The City That Holds Us

Paige Schwartz
SF Urban Film Fest
Published in
4 min readDec 27, 2018
Courtesy of The Life-Sized City: Tel Aviv

As the audience filed into the glass-walled theater room at SPUR, each person received a piece of paper with a question like “Where in the city do you feel most yourself?” or “How does the city hold you?” They could write answers to these prompts (to be collected and anonymously shared later), and as the lights went down, they could imagine each short film as an answer of sorts, sometimes subversive, often indirect.

SF Urban Film Fest founder Fay Darmawi welcomed a full house at SPUR. Photo by Omeed Manocheri

“How did the city cause you to lose (or gain) part of your identity?” was one of the night’s questions. In New York Woman by Martin Pizarro Veglia, a young woman dreams of going to New York City so much that the city becomes part of her, her body a transparent window onto the skyline. In the satirical film Life in Grey, by Leonardi Martinelli, Brazil outlaws colors as part of an austerity measure, a reminder (albeit hyperbolic) of the power that our environment can have over every aspect of our experience.

In #6261, filmmaker Kimura Byol sent 100 letters to addresses that shared her adoption number, 6261, in her home city of Montreal. Through interviews with 11 of the families that responded, she portrays a diverse city that’s adopted all its residents in one way or another. But a new place can’t hold us until we’re ready. In Al Ghorba, an animated short by Alia Hijaab, the protagonist is a refugee whose nightly dreams of Syria, painted in rich reds and yellows, contrast with her daily life in Canada, where her apartment is a blue box floating in blackness. Her relatives’ voices on the other end of the phone tell her, “Everything has changed, you’re stuck in the past.” She responds, “The past is all I have.”

Courtesy of Al Ghorba

In The Life-Sized City: Tel Aviv, an episode of a Canadian TV series, host Mikael Colville-Andersen tours a complicated city struggling to live up to its reputation for liberalism and diversity. To combat problems with infrastructure and racism, Tel Avivians are redefining their city from the grassroots; without waiting for help or permission from the government, they’re planting gardens in unused lots, running bus lines on Saturdays, starting schools for children of all religions, and cleaning up underwater waste. Activist Robert Ungar’s Onya Collective is turning an abandoned transit station into a creative space for refugee musicians and journalists. As he puts it, “The possibility of being dead…is radicalizing the culture. There’s a kind of urgency.”
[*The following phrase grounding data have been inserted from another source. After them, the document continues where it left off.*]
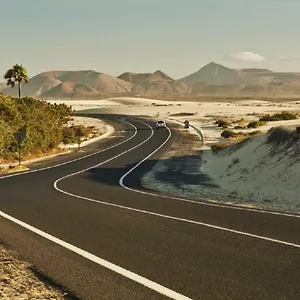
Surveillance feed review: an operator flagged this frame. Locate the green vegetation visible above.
[62,125,93,144]
[215,119,230,128]
[4,64,29,98]
[211,142,231,153]
[0,94,72,160]
[259,111,298,122]
[170,112,196,117]
[221,130,262,139]
[247,120,267,128]
[221,130,237,139]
The evening’s panel was made up of the program producers and advisors for the film festival, with Ungar seeming to teleport through the screen to moderate. He asked the panelists the same questions the audience had been given. Susie Smith, a documentary filmmaker, said that in the city, “I love being able to be a million people at the same time.” Fay Darmawi, founder of the SF Urban Film Festival, recently drew strength from the city in a time of illness, lying in bed listening to the heartbeat of urban life. Omeed Manocheri, a multimedia producer and artist, and Robin Abad Ocubillo, a planner, designer, and self-identifying “urbanerd,” both came to the city from the suburbs as young adults. They were supported, enriched, and forever changed. Ron Sundstrom, the film festival’s humanities advisor and a professor at USF, appreciates the city because it puts us in contact with “our moral doppelgängers,” people facing tough circumstances we might have just as easily been dealt.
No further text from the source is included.